Ultima fonte di questo periodo è l’Epistola del sinodo di Gerusalemme50, anch’essa di provenienza siriaca, ma di ambiente religioso melkita, è redatta in Gerusalemme durante il santo sinodo della Pasqua dell’anno 836.

La fonte gerosolimitana fornisce importanti elementi quanto alla identificazione del Mandylion qui descritto con la Sindone di Torino: "ma lo stesso Signore e Salvatore dell’universo, quando ancora conversava sulla terra, impresse su un sudario l’impronta della sua santa effige (morphè).

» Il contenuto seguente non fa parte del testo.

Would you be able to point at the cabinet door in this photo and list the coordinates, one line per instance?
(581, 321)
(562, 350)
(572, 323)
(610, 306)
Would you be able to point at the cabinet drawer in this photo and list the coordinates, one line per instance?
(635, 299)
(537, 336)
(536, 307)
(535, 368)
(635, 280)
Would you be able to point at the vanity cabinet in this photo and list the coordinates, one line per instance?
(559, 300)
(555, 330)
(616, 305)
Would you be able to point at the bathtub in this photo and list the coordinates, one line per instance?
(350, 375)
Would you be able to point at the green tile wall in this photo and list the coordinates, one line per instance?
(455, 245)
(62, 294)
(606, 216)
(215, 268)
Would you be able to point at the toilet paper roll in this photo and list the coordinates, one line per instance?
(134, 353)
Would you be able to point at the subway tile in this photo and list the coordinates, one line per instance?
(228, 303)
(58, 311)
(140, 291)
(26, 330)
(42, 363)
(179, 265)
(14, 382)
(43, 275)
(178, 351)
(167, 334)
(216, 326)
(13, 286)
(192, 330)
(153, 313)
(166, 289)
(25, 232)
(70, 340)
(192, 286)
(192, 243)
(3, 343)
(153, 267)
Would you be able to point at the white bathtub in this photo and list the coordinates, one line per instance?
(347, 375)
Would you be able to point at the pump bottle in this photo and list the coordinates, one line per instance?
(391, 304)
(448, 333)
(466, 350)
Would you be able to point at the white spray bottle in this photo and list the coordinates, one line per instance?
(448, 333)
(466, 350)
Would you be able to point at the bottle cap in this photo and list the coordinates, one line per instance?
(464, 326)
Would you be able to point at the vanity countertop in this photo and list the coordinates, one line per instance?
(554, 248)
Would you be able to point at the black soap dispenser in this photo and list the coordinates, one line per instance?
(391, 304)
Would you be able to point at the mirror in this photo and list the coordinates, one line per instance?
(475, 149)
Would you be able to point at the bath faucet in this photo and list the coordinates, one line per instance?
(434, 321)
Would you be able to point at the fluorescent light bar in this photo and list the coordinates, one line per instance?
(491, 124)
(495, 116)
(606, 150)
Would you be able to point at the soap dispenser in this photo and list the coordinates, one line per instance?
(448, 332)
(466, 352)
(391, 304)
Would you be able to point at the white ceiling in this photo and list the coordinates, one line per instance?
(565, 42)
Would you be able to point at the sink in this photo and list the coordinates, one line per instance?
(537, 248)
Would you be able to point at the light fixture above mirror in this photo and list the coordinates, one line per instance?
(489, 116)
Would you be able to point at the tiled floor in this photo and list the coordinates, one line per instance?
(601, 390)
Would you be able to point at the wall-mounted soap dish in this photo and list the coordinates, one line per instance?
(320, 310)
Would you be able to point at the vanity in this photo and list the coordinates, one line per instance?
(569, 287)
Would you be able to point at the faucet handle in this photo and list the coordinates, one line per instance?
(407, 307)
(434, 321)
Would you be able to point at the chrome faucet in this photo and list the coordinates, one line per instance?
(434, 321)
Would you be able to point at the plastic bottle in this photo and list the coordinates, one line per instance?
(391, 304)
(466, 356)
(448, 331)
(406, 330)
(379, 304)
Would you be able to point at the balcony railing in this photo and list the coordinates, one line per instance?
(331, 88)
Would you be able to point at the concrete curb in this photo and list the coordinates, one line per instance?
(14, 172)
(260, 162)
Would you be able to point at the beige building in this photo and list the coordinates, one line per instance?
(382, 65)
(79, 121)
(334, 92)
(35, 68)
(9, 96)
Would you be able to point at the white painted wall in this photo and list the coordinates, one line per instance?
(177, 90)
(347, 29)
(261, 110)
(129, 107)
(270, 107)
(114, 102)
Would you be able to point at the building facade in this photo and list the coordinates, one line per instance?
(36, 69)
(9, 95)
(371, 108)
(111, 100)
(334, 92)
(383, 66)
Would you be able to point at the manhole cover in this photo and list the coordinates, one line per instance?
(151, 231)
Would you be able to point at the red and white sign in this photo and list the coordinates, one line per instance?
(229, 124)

Quando vi deterse con le sue stesse mani il sudore (hidòta) del suo volto immacolato, subito vi rimase impressa, per la sua divina potenza, l’impronta (charakter) della sua santa effige, cioè tutti i suoi tratti distintivi come mediante colori (hos en chròmasi tisi) in virtù del suo divino potere, conservando somigliantissimo il suo divino sembiante col prodigio operato sul sudario. Ciò poté avvenire per la bontà del nostro Salvatore Gesù Cristo il quale apparve in terra e conversò con gli uomini. Questo sudario, venerato e figurato, il Signore stesso Nostro Salvatore lo ha inviato per mano del santo Taddeo apostolo ad un certo Abgar, toparca della città di Edessa. Questi, come se mediante questo, fissasse al presente come in uno specchio (hos enoptrizòmenos) colui che glielo aveva inviato, compreso da estatico stupore riceve, con fede inconcussa, il santo battesimo"51.

Il documento mette in evidenza un aspetto importantissimo ed originalissimo rispetto agli altri finora qui elencati: la descrizione dell’immagine come se questa fosse in uno specchio, cioè, come diremmo noi oggi, impressa come un negativo fotografico: il verbo greco usato, enoptrìzomai, tradotto in latino intueor velut in speculo, indica una inversione dell’immagine, dal positivo al negativo.

Anche in quest’ultimo caso la relazione con l’impronta sindonica, anch’essa impressionata in negativo, credo sia evidentissima; il proiettare il nostro sguardo sul telo e vedere Cristo come se fosse in uno specchio è il segno più evidente che ci si trova davanti ad una descrizione speciale.

Il linguaggio di quel tempo poteva soltanto così definire l’effetto al negativo altrimenti indescrivibile.